Antipsychotic Medications: Safe for All?
(Ivanhoe Newswire) – Getting older can come along with some pretty unpleasant changes to our bodies, minds, and in some cases behavior. These behavioral disturbances that can appear in old age, often due to dementia, are treated by antipsychotic medications off-label; but are the drugs safe? A new study asks this same question and finds that some of the most common antipsychotics might by neither safe nor effective for older patients.
In the study 332 patients over the age of 40 who had been diagnosed with psychosis associated with schizophrenia, mood disorders, PTSD, or dementia were randomly given a mixture of two, three, or four common atypical antipsychotic medications.
The four antipsychotics used in the study were aripiprazole (Abilify), olanzapine (Zyprexa), quetiapine (Seroquel), and risperidone (Risperdal).
The researchers then followed the participants’ health to note any issues that may have been caused by the antipsychotics.
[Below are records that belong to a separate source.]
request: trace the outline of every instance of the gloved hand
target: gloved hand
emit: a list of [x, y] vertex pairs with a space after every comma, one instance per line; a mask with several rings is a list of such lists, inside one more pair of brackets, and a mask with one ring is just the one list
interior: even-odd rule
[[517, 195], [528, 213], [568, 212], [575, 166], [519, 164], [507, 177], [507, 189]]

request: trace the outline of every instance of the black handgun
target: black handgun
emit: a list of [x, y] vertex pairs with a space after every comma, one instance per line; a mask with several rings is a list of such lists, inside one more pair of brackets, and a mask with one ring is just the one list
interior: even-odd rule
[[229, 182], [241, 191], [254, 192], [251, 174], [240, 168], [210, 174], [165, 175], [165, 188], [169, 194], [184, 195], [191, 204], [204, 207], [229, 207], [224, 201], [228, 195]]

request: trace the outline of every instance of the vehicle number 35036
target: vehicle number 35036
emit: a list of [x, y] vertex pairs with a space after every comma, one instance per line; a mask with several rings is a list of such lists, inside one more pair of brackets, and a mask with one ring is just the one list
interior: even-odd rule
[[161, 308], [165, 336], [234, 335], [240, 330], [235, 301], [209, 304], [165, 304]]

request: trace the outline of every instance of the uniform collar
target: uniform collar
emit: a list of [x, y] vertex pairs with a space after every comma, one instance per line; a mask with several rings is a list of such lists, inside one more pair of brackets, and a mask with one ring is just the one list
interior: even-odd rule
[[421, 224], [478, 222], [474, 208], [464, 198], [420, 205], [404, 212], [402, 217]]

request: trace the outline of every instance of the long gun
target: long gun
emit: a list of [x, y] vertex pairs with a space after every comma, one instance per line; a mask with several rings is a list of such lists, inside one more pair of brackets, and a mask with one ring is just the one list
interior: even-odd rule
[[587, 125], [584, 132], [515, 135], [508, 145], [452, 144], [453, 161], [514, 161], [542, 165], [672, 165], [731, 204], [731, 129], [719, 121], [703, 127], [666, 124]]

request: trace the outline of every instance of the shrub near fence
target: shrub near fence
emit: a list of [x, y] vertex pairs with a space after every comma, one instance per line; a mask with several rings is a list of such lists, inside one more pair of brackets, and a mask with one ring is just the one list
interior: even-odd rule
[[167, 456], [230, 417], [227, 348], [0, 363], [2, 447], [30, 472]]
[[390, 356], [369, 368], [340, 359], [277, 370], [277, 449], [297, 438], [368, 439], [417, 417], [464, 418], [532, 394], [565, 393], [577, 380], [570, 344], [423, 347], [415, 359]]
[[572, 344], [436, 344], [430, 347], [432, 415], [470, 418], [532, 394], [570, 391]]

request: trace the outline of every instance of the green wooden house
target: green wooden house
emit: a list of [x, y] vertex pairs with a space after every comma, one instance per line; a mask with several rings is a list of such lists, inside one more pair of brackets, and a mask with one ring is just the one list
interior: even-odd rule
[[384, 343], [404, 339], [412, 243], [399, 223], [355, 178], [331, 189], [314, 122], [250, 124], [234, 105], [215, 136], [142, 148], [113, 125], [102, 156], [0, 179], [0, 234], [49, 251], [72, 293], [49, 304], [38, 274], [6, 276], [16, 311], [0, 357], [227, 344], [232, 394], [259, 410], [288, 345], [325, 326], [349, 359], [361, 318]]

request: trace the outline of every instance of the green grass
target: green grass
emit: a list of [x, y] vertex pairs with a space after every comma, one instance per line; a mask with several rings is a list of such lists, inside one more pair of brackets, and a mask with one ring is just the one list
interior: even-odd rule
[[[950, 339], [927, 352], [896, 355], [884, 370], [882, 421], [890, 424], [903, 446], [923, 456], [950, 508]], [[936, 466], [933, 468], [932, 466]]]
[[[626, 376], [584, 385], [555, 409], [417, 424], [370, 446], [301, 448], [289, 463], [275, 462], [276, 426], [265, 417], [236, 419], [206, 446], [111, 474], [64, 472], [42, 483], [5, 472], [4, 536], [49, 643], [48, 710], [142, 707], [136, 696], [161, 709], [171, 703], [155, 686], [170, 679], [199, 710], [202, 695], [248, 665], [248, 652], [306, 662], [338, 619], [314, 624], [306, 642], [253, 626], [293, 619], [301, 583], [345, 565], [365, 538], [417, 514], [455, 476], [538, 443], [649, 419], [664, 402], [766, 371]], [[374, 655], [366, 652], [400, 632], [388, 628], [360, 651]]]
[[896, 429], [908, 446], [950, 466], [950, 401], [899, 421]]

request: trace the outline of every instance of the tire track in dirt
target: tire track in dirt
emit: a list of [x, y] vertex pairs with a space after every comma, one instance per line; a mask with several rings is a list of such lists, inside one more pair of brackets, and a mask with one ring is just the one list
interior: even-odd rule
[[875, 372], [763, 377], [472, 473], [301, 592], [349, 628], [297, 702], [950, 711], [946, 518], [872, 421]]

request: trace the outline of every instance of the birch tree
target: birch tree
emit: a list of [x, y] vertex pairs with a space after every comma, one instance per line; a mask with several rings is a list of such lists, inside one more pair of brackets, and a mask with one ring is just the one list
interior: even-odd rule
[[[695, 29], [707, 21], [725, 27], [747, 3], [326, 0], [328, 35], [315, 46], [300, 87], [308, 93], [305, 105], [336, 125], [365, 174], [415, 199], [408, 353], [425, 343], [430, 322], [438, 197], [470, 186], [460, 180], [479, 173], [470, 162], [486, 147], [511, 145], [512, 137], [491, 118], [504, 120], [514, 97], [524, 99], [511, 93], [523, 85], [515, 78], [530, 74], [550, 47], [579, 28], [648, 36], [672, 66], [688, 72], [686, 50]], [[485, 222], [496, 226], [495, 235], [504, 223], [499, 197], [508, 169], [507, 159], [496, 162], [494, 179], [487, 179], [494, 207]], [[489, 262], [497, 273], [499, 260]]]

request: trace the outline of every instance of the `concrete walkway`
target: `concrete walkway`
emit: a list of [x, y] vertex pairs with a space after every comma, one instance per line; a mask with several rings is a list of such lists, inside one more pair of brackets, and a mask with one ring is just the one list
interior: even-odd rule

Researchers also measured the participants’ symptoms of psychosis such as delusions and unusual behavior using the Brief Psychiatric Rating Scale.
"While there were a few significant differences among the four drugs, the overall risk-benefit ratio for the AAPs in patients over age 40 was not favorable, irrespective of diagnosis and drug," Dilip V. Jeste, M.D., Professor of Psychiatry and Neurosciences, and Director of the Stein Institute for Research on Aging at UC San Diego was quoted as saying.
Although the patients were initially set to receive the medications for two years, the average length ended up being only six months because of side effects or the drugs were not effective. At the end of two years, about 25% of the patients developed serious adverse effects and over 50% developed non-serious adverse effects.
The participants also showed no significant improvement on the Brief Psychiatric Rating Scale, leading researchers to conclude that the antipsychotics were not very effective in treating the symptoms of psychosis.
But with few options available, what are doctors and caregivers supposed to do to help these people?
"When these medications are used off-label, they should be given in low dosages and for short durations, and their side effects monitored closely," Dr. Jeste was quoted as saying.